Syria’s Assad ‘sure of victory’


DAMASCUS: Syrian President Bashar al-Assad, increasingly confident after his forces inflicted two major defeats on rebels in as many months, repeated on Thursday that he was “sure of victory.” Assad, speaking to mark Army Day, was also said to have made his first known trip outside of the capital in more than a year, to visit a former rebel bastion nearby now largely in the hands of loyalists.

His upbeat tone, downplayed by a specialist on Syria, came as an AFP team was able to tour Khaldiyeh, in the strategic central city of Homs, that troops seized on Monday from rebels who had held it for almost two years.

“If we in Syria were not sure of victory, we would not have had the will to resist nor been able to persevere in the face of more than two years of aggression,” Assad said.

“I have great faith in you and confidence in your ability to… fulfil the national mission that has been assigned to you,” he told troops in his message.

“You have shown rare courage in the battle against terrorism and you have impressed the whole world with your resistance… in one of the most brutal and ferocious wars of modern history,” he said.

State television reported that Assad visited Daraya, a mostly Sunni town neighbouring rebel districts south of Damascus, to inspect military units on Army Day.

The television did not air any footage but the president’s Facebook page carried a picture of Assad shaking hands with a soldier in what appeared to be a former battlezone.

Assad is known to have traveled outside the capital only four times since the uprising against him erupted in March 2011.

International Crisis Group Syrian specialist Peter Harling downplayed the Thursday trip as part of a media campaign, arguing that neither of the two sides can claim that victory is at hand.

The trip to Daraya “is nothing more than an impromptu hop to the immediate outskirts of Damascus, which shows the extent to which the conflict has circumscribed the regime’s hold.”

”We have two camps that are continuing to consolidate their positions in distinct areas, but neither of them is able to give any meaning to the notion of victory.”

And he added that “neither one or the other is in a position to convert any military victory into a political victory.”

Assad’s upbeat comments came as the army pressed its month-old offensive in Homs, Syria’s third-biggest city, buoyed by its recapture of Khaldiyeh.
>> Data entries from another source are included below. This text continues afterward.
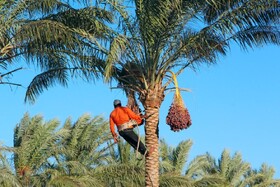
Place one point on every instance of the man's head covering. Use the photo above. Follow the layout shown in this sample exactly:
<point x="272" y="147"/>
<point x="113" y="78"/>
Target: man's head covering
<point x="116" y="102"/>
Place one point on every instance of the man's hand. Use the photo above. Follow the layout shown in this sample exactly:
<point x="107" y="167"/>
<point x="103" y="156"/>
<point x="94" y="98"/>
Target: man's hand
<point x="116" y="139"/>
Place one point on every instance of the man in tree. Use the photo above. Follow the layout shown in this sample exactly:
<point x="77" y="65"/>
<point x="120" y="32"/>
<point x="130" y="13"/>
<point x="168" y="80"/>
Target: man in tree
<point x="125" y="120"/>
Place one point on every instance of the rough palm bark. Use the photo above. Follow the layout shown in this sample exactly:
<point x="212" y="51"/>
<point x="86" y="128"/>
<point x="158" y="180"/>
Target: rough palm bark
<point x="151" y="102"/>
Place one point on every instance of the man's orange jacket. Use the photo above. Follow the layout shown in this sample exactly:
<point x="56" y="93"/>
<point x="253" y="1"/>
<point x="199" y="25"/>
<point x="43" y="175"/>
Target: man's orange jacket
<point x="121" y="115"/>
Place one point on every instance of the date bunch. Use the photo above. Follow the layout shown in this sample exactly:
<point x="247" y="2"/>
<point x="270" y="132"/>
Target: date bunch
<point x="178" y="117"/>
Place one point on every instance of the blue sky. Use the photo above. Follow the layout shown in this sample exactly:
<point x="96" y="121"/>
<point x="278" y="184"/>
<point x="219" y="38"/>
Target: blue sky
<point x="234" y="105"/>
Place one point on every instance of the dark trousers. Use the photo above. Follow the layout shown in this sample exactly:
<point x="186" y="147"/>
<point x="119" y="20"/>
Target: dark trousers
<point x="132" y="138"/>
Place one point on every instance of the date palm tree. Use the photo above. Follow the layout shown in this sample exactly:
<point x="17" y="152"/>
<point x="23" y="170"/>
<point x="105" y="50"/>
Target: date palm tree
<point x="163" y="36"/>
<point x="159" y="37"/>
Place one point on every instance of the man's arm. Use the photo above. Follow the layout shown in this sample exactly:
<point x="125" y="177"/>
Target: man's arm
<point x="134" y="116"/>
<point x="112" y="128"/>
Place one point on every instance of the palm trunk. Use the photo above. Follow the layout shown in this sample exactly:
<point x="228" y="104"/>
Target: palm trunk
<point x="151" y="139"/>
<point x="151" y="100"/>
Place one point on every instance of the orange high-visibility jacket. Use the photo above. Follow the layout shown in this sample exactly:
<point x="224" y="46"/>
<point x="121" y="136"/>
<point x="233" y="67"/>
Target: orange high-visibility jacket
<point x="121" y="115"/>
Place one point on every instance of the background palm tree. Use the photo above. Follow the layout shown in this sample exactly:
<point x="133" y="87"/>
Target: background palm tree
<point x="261" y="177"/>
<point x="164" y="36"/>
<point x="59" y="38"/>
<point x="231" y="169"/>
<point x="7" y="177"/>
<point x="174" y="173"/>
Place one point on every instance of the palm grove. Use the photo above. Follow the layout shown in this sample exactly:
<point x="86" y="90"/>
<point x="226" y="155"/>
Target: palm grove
<point x="139" y="44"/>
But at least 22 people were killed and dozens hurt when an ammunition dump belonging to pro-regime militia exploded in the city, apparently after being hit by rebel rocket fire, the Syrian Observatory for Human Rights said.

The army shelled parts of the adjacent Old City still under rebel control at dawn, killing two civilians, including a child, the Observatory added.
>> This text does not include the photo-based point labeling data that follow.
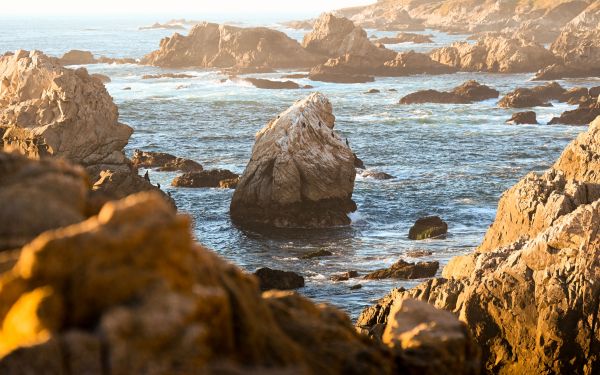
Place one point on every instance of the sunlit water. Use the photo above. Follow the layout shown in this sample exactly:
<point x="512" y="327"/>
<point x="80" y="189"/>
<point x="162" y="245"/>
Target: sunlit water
<point x="449" y="160"/>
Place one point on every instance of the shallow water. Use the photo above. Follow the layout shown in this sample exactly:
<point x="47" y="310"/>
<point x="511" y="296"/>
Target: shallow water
<point x="450" y="160"/>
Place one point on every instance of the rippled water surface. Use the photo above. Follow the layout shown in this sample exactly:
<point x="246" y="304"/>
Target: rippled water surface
<point x="449" y="160"/>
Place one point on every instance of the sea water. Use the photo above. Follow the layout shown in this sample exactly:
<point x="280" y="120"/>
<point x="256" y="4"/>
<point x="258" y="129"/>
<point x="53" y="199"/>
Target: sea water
<point x="448" y="160"/>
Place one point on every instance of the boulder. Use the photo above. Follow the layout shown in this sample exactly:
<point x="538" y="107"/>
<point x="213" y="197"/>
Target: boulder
<point x="532" y="97"/>
<point x="163" y="162"/>
<point x="497" y="54"/>
<point x="405" y="270"/>
<point x="276" y="279"/>
<point x="209" y="45"/>
<point x="37" y="196"/>
<point x="527" y="117"/>
<point x="468" y="92"/>
<point x="428" y="227"/>
<point x="301" y="173"/>
<point x="203" y="179"/>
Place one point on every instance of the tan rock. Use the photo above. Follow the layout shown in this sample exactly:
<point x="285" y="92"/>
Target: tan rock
<point x="301" y="173"/>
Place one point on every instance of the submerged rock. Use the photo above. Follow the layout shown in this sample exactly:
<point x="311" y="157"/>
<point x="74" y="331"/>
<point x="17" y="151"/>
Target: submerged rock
<point x="527" y="117"/>
<point x="204" y="179"/>
<point x="276" y="279"/>
<point x="301" y="173"/>
<point x="163" y="162"/>
<point x="405" y="270"/>
<point x="428" y="227"/>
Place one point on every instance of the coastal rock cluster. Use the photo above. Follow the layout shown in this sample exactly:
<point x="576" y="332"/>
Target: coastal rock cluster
<point x="530" y="293"/>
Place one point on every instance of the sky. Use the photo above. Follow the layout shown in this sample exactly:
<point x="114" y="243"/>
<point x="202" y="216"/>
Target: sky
<point x="184" y="8"/>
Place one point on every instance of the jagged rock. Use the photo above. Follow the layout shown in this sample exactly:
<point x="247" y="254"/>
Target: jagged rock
<point x="428" y="227"/>
<point x="301" y="174"/>
<point x="37" y="196"/>
<point x="405" y="270"/>
<point x="468" y="92"/>
<point x="532" y="97"/>
<point x="496" y="54"/>
<point x="203" y="179"/>
<point x="209" y="45"/>
<point x="317" y="254"/>
<point x="167" y="75"/>
<point x="276" y="279"/>
<point x="527" y="117"/>
<point x="273" y="85"/>
<point x="431" y="340"/>
<point x="163" y="162"/>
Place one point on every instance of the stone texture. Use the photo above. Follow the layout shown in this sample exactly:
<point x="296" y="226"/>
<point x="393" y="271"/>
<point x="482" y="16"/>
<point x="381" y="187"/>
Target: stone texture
<point x="300" y="174"/>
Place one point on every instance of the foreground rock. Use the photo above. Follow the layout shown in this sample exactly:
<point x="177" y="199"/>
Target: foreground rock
<point x="428" y="227"/>
<point x="496" y="54"/>
<point x="163" y="162"/>
<point x="276" y="279"/>
<point x="527" y="117"/>
<point x="301" y="173"/>
<point x="204" y="179"/>
<point x="209" y="45"/>
<point x="531" y="291"/>
<point x="37" y="196"/>
<point x="168" y="305"/>
<point x="468" y="92"/>
<point x="47" y="110"/>
<point x="405" y="270"/>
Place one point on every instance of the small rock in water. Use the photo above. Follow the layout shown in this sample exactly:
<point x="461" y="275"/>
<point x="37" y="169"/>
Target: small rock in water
<point x="428" y="227"/>
<point x="405" y="270"/>
<point x="317" y="254"/>
<point x="277" y="279"/>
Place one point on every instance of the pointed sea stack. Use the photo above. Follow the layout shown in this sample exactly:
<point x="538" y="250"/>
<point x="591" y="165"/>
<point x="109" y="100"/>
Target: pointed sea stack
<point x="301" y="173"/>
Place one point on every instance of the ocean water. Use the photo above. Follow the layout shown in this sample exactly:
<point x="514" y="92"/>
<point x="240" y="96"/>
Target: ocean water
<point x="449" y="160"/>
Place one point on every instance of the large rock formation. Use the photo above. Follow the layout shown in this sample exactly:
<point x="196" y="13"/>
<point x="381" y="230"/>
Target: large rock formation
<point x="47" y="110"/>
<point x="301" y="173"/>
<point x="530" y="294"/>
<point x="209" y="45"/>
<point x="496" y="54"/>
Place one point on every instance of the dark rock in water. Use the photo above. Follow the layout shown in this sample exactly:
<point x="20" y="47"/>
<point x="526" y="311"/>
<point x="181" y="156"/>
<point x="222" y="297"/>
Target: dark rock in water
<point x="532" y="97"/>
<point x="163" y="161"/>
<point x="527" y="117"/>
<point x="307" y="183"/>
<point x="317" y="254"/>
<point x="207" y="178"/>
<point x="272" y="85"/>
<point x="405" y="270"/>
<point x="468" y="92"/>
<point x="276" y="279"/>
<point x="230" y="183"/>
<point x="428" y="227"/>
<point x="358" y="163"/>
<point x="344" y="276"/>
<point x="377" y="175"/>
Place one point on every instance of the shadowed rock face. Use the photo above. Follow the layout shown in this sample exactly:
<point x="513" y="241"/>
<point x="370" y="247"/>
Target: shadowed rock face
<point x="210" y="45"/>
<point x="301" y="173"/>
<point x="530" y="294"/>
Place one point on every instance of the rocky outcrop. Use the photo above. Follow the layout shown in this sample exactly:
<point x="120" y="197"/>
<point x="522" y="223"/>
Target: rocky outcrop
<point x="405" y="270"/>
<point x="527" y="117"/>
<point x="532" y="97"/>
<point x="497" y="54"/>
<point x="163" y="162"/>
<point x="37" y="196"/>
<point x="276" y="279"/>
<point x="468" y="92"/>
<point x="301" y="173"/>
<point x="428" y="227"/>
<point x="209" y="45"/>
<point x="47" y="110"/>
<point x="204" y="178"/>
Khaldiyeh was the second key military triumph for Assad’s forces in less than two months.

The army, backed by fighters from Lebanese Shia militant group Hezbollah, recaptured the Homs province town of Qusayr near the border with Lebanon on June 5.
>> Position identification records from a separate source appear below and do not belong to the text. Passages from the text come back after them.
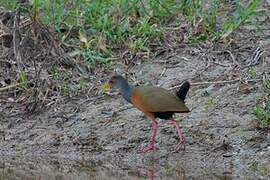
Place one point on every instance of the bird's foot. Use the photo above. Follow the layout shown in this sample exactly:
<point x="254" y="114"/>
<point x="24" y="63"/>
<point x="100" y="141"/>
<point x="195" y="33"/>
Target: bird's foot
<point x="147" y="149"/>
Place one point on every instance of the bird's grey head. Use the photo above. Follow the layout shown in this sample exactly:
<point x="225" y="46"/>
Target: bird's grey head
<point x="117" y="82"/>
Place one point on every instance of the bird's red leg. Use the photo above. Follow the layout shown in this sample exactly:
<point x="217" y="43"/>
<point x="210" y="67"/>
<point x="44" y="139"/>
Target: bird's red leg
<point x="151" y="145"/>
<point x="181" y="135"/>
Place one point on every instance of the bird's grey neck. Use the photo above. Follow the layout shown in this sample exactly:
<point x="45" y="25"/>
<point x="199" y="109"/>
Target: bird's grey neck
<point x="126" y="91"/>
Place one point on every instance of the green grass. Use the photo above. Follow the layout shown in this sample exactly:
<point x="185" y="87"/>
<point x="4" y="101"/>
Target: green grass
<point x="262" y="111"/>
<point x="107" y="28"/>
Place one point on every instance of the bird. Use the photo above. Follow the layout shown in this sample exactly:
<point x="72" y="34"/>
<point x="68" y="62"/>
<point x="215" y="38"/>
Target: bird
<point x="154" y="102"/>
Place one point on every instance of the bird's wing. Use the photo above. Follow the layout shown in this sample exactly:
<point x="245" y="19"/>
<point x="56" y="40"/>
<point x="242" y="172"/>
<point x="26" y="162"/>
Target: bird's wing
<point x="155" y="99"/>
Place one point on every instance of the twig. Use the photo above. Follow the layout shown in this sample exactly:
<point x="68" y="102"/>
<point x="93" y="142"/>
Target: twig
<point x="9" y="87"/>
<point x="216" y="82"/>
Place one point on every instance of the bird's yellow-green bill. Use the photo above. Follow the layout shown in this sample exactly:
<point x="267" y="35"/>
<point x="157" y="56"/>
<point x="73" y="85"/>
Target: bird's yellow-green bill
<point x="105" y="87"/>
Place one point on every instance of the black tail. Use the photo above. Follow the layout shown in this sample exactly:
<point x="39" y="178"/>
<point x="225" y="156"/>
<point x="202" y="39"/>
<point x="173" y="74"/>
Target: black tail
<point x="182" y="92"/>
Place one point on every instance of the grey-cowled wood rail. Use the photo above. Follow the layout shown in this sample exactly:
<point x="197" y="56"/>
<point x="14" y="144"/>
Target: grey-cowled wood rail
<point x="154" y="102"/>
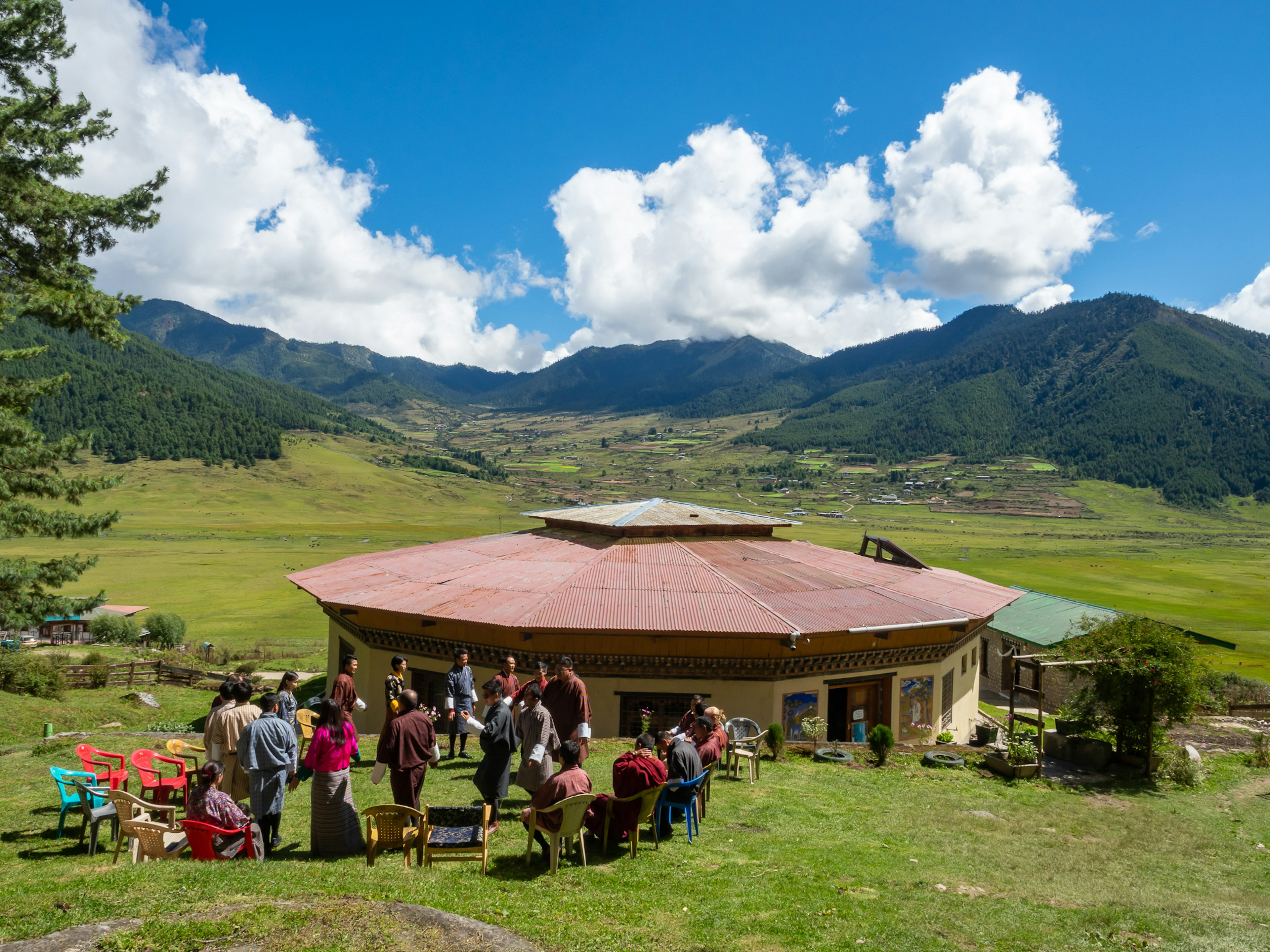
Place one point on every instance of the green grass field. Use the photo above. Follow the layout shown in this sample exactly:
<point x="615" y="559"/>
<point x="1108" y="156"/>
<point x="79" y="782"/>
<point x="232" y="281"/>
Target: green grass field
<point x="813" y="857"/>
The army has also been on the offensive in the eastern suburbs of the capital and around the main northern city of Aleppo.

The 28-month conflict has killed more than 100,000 people, according to the United Nations, while UN efforts to convene a Russian- and US-backed peace conference have stalled.

Prime Minister Wael al-Halqi said in comments published on Thursday that the government was in favour of the proposed Geneva conference but could not sit down with “terrorists”.

“It is not being asked of Syria that it sit down in Geneva with terrorist organisations, classified as such by the UN Security Council, “ Halqi said in comments carried by pro-government daily Al-Watan.

He was alluding to jihadist rebel groups Al-Nusra Front and the Islamic State of Iraq and the Levant which are blacklisted for their Al-Qaeda links.

Halqi charged that the distinction made by Western and Arab supporters of the opposition between mainstream rebels and the jihadists was a myth given their signficance on the battlefield.

“What is known as the Free Syrian Army is just a lie to cover up the actions of these terrorist groups as the majority of its members fight in the ranks of Al-Nusra and Al-Qaeda,” he said.

Halqi said the opposition’s refusal to take part in any peace conference without a prior commitment for Assad to step down showed that it had “chosen the path of rejection and armed struggle against Syrian civilians and the army.”